Osman Can, 2500 yıl önce yaşamış olan Platon’un “Yunanlılar bir soydur, akraba sayılırlar… Yunanlı oldukları için Yunan ülkesini yağma etmeyecekler, evlerini yakmayacaklar, zamanımızda Yunanlılar, Yunanlıların birbirine ettiğini yabancılara karşı yapmalıdırlar”[1] deyişinden habersiz olacak ki milliyetçiliğin Fransız icadı olduğu konusunda kesin inanca sahip. Ayrıca ünlü sofist ve bilinen ilk büyük demagoglardan olan Gorgias’ın Olimpiya Söylevi’nden ve Atinalıların Cenaze Töreni Söylevi yapıtlarından[2] da habersiz ki, bu kör inancını ‘cahil cesaretiyle’ imanî edayla sürdürüyor.

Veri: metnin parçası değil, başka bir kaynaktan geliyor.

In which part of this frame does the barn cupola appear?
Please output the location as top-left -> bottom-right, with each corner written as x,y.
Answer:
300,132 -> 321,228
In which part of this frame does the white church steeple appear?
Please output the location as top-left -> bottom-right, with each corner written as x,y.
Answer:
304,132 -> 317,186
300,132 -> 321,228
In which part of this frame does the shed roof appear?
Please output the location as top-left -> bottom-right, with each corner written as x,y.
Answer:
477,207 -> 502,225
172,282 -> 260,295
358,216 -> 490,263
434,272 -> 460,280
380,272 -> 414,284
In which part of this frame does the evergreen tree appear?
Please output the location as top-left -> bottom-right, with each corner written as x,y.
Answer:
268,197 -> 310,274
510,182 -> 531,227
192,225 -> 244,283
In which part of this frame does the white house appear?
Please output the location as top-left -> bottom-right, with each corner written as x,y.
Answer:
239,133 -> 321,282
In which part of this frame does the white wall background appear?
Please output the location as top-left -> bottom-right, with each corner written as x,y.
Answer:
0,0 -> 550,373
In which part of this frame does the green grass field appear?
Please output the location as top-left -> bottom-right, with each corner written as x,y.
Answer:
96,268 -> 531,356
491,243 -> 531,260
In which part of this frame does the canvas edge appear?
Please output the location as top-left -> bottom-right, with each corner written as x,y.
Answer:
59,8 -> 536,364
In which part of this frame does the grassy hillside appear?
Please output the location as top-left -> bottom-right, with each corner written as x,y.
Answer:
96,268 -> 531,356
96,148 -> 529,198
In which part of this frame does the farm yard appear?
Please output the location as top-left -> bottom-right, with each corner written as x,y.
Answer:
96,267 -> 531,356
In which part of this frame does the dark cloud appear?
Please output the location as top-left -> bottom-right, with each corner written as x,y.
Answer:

Tarih bilmediği açıkça anlaşılan Osman Can’ın 2500 yıl öncesinde Milliyetçiliğin bilinen evrimi bu şekilde ilerlerken, yaklaşık 1300 yıl önceki Türklüğün yazılı ilk siyasal manifestosu niteliğinde olan ve bunun bu şekilde olduğu, bütün dünya tarafından kabul edilen Orhun Yazıtlarından habersizliğiyse cahilliğinin ötesinde affedilemeyecek bir suçtur. Otto Bauer’in dediği gibi tarihsel anlamda bir ‘kader topluluğu’ olan milliyetçilik tamamen tarihin ürünüdür. Milliyetçiliğe bu şekilde karşı çıkmak ve yok etmeye kalkmak anlamsız ve boş bir çaba olduğu kadar, tarihin akışını tersine çevirmeye çalışmaktır ki; bu imkânsızdır…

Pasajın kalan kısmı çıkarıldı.